# BLOG LITERÁRIO # POEMAS - CONTOS - CRÔNICAS #

terça-feira, 3 de abril de 2012

O BEM-AVENTURADO ========

Situação difícil!... Vinha manco pela rua, o chapéu inclinado na testa, cobrindo a aparência. Tudo quanto fez de esforços dera em nada, depois de ter perdido seu ganha-pão como camelô. Há semanas vivia ao relento sem sombra, nem residência, uns poucos pertences dilapidados.
O dono do cortiço onde morou não quis nem tomar conhecimento. Cada inquilino ali tinha sempre uma desculpa pronta, um tenha piedade pelo infortúnio, reclamava o proprietário. Se amolecesse o coração quem viveria na dureza seria o próprio.
- ...Ajudo a quem me ajuda. Se faço e você não retribui, fico eu no prejuízo. - Repercutia a voz dele em seus pensamentos, o quanto o homem se esforçava por parecer justo. - Também devo contas. Não posso contar com o "Deus lhe pague"... - Despejara uma família tendo duas crianças pequenas, não deixaria de fazer o mesmo consigo. Findo o prazo abertas estavam as portas da amargura.
Lembrou-se indubitavelmente do avô, ainda vivo em remotas recordações, costumava ilustrar os acontecimentos da vida por intermédio de sua filosofia proverbial.
- Nessa terra, rapaz... Cada um puxa a brasa pra sua sardinha. - Referindo-se ao egoísmo das pessoas abastadas. - Isso quando tem peixe no braseiro! Senão, cada qual pega dum lado da sardinha e quem fica com a espinha é o pobre... - Pilheriava o ancião... Viu-se transportado à mocidade na companhia do avô, sob a proteção da ignorância daqueles idos. - Rico quando morre a gente lamenta. Agora, o pobre nóis diz que partiu dessa pra milhor. Mode que se livrou das dívidas, de muito passar necessidade. - E ria sem maior rancor.
Essas vozes e visagens advinham do jejum... Tinha vergonha de si mesmo ao sabor da desgraça.
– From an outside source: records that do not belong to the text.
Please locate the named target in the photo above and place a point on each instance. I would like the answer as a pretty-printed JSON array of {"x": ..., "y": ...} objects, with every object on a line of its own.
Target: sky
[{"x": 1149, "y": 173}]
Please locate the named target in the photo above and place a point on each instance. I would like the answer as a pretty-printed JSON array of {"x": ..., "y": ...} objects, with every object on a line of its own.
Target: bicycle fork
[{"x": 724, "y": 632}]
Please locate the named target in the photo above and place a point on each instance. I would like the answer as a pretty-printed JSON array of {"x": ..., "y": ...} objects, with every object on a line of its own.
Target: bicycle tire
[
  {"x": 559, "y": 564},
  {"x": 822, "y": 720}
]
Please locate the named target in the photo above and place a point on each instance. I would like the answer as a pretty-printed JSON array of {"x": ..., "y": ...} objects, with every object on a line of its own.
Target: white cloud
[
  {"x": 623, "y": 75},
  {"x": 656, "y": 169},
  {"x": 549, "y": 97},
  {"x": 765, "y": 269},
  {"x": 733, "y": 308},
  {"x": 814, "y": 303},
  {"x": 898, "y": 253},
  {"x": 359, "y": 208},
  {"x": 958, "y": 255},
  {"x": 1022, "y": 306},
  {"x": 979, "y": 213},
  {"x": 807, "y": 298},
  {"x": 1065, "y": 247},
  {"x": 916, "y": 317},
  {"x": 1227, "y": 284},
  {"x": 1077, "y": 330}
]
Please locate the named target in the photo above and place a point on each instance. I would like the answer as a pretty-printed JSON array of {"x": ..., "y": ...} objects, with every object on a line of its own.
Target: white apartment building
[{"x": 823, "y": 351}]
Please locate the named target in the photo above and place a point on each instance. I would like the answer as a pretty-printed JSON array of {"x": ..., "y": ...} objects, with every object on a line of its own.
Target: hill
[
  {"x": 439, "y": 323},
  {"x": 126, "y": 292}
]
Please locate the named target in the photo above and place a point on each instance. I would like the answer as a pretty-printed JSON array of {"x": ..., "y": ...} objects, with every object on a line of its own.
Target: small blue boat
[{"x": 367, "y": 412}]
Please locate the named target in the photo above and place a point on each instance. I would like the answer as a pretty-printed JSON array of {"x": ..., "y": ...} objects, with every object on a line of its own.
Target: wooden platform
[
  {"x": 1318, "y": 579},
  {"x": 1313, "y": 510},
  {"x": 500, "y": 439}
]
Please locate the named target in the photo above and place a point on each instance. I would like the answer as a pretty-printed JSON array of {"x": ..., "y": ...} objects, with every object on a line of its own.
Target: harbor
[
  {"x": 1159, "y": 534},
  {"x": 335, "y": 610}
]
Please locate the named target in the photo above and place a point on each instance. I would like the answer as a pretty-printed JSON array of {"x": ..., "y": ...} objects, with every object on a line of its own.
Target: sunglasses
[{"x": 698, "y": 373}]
Pedir esmolas seria seu último recurso, apesar do estômago reclamar oco de fome. Lá no íntimo relutava, não parecia nenhuma criança carente... Era somente sentar e estender a mão. Ouvira falar de mendigos que simulavam feridas nas pernas utilizando carne podre e toda sorte de artimanhas.
Dobrou uma esquina resistindo ao desequilíbrio da muleta, quando teve um mal-súbito e caiu desmaiado no alpendre duma portada.
Dali 2 horas recobrou os sentidos... Seu chapéu caíra, o borco pra cima. Dentro da copa dinheiro que os passantes haviam depositado em nome da caridade, pelo menos aquele dia.